Amazon settles with the activists it fired

Amazon has settled a dispute with two workers that the National Labor Relations Board said were fired for their activism. In April 2020, the company fired Emily Cunningham and Maren Costa after they had organized a protest against Amazon’s work with oil and gas companies, as well as raising concerns with the company’s coronavirus measures at its warehouses. In a joint statement, Costa and Cunningham said that the company would have to pay them lost wages as well as inform employees that they couldn’t be fired for organizing. They haven’t mentioned whether they would be getting their jobs as UX designers back.

At the time of the NLRB’s ruling, Amazon said that it disagreed with the findings, and that Costa and Cunningham had been fired due to violation of internal policies. NLRB rulings don’t carry the weight of ones handed down by federal judges, but the labor relations board can argue to the legal system that its orders should be enforced. Often, though, the two parties will settle as we saw today.

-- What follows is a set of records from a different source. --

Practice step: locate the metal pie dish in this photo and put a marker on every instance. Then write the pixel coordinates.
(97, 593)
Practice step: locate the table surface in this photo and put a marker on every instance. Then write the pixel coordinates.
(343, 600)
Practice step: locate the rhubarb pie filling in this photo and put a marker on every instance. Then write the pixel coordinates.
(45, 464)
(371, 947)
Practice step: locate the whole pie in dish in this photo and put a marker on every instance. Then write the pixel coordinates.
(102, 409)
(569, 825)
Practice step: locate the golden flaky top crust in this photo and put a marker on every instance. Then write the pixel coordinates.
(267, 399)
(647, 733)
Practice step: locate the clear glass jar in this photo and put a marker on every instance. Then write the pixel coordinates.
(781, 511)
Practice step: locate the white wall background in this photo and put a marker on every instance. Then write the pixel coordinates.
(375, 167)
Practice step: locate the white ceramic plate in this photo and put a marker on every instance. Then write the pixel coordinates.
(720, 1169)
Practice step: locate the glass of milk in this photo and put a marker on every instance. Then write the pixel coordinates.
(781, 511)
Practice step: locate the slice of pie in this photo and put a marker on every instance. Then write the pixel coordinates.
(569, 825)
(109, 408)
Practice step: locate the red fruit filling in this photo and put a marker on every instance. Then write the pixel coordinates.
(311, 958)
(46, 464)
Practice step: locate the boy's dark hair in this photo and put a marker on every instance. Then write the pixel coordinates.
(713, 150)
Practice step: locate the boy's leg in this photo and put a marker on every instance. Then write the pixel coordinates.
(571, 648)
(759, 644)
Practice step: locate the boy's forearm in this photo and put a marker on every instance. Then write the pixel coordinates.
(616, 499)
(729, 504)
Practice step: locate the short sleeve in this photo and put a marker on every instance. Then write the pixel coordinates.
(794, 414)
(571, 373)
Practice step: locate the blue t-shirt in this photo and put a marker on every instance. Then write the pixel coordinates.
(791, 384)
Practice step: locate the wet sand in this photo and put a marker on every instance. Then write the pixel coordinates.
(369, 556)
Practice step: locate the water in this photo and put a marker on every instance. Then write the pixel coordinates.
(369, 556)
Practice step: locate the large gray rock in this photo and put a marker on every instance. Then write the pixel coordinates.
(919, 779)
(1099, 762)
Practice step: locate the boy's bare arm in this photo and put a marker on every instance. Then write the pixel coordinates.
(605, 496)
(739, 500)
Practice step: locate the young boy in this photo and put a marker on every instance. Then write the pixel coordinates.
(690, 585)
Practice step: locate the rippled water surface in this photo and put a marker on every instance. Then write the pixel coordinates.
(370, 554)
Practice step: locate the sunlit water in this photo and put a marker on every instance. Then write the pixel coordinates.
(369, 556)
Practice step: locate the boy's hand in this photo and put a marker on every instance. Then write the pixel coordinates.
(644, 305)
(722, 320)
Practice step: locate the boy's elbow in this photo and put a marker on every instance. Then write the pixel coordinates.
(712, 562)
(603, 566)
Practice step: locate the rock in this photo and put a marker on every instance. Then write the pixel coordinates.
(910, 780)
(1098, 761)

Amazon did not immediately respond to request for comment, but told CNBC that it and the employees had “reached a mutual agreement that resolves the legal issues in this case and welcome the resolution of this matter.” Costa and Cunningham called the settlement “a win for protecting workers rights.”

Amazon faces many more NLRB complaints, and the NLRB issued a preliminary assessment in August that the company illegally interfered with the highly publicized warehouse union drive in Bessemer, Alabama. That case is currently still open.

Amazon has already been required to post notices informing workers about their labor rights because of previous settlements, so that’s not a new win for organizers or activists. Some workers have argued that the settlements and NLRB rulings don’t carry enough consequences for Amazon to change its retaliatory behavior against its employees.